It was a pitch strong enough to enthuse Lachlan Murdoch, a friend of Mr Miller who at 22 was named general manager of the Queensland newspapers and had a long affiliation with the market.
But the idea was detested by others, including co-head of News Corp at the time, Peter Tonagh, and global chief financial officer Susan Panuccio, who rejected it on the basis that it would lose the company a lot of money.
This week’s restructuring was predictable. It was foreshadowed by this masthead in April when it reported News Corp had hired Deloitte to work on a restructure. Back in 2012, when former News Corp CEO Kim Williams attempted to centralise the company’s operations with the help of consultants, he was removed from his job. How things have changed.

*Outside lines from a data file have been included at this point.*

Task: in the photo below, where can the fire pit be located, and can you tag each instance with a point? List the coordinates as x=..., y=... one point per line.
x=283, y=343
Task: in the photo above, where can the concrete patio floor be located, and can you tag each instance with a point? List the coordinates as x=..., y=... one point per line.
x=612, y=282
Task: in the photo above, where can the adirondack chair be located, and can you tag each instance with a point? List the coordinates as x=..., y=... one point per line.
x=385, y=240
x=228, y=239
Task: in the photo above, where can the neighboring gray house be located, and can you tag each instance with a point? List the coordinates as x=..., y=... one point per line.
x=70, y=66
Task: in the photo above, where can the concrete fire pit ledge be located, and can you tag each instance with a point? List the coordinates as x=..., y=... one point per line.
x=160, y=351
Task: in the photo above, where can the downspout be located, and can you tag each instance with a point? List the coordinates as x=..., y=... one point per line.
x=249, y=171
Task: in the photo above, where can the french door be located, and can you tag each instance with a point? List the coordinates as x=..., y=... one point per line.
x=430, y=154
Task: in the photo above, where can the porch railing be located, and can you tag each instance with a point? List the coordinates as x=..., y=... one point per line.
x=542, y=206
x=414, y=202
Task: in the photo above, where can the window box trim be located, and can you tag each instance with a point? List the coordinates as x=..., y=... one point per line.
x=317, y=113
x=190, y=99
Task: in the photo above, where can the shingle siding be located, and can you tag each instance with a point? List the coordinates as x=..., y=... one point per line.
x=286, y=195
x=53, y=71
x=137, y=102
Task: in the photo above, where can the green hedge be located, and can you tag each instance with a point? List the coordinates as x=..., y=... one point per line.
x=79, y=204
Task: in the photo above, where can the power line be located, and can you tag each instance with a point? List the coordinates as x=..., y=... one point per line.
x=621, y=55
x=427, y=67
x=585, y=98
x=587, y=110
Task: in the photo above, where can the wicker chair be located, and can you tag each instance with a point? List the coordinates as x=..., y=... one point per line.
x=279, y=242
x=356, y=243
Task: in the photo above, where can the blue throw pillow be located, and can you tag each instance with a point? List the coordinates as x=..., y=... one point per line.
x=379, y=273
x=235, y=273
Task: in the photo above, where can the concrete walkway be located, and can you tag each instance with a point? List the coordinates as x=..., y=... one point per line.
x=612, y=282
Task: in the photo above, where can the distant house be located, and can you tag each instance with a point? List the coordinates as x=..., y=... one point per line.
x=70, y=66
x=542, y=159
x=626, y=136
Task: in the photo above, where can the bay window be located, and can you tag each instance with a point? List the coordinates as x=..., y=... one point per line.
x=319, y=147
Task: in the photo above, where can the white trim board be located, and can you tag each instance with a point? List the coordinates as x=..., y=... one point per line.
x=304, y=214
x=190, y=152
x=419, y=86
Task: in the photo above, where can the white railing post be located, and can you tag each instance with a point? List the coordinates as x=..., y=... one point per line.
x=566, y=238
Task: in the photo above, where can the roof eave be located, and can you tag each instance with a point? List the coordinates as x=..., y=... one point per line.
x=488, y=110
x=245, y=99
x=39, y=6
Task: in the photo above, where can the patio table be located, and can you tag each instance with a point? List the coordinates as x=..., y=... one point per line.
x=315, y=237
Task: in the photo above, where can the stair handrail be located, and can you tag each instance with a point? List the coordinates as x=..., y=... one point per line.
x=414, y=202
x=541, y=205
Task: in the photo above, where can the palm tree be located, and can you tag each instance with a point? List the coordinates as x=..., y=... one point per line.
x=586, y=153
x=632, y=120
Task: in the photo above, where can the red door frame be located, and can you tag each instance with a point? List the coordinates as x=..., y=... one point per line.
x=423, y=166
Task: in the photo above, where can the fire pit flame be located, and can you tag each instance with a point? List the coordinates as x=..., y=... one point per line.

Within two years of the APN acquisition the value of the newspapers it acquired had been written down substantially. Subsequently, Mr Miller and key executives have invested time and money into developing a strategy for the titles to make them less reliant on print advertising revenue.
Eales in 2018 told trade press website Mumbrella that it was working – people in regional and local communities who had previously received newspapers for free were “increasingly willing” to pay for a subscription. “Local content is unique because you can’t get it from anywhere else – no-one else is dedicating resources to reporting on local crime, council, transport or lifestyle at a grassroots level in the way local titles do,” he said at the time.
Even now, after multiple attempts to sell the regional publishing division, Mr Miller is adamant that this strategy has worked. “Damian the futurist, he is right,” Mr Miller said on Thursday. “He has backed it and what we’ve seen is that people do subscribe for the issues that are most important to them.”
But while the restructure will inevitably relieve some of the financial pressure News Corp is facing, it will come at a price for Australia’s media landscape.
Derek Wilding, co-director of UTS’ Centre for Media Transition, said last week that closures, particularly of regional papers, would cause more problems for the industry.
“One is that there is a risk to diversity in the sense that in terms of numbers there are fewer providers of Australian news,” Mr Wilding said.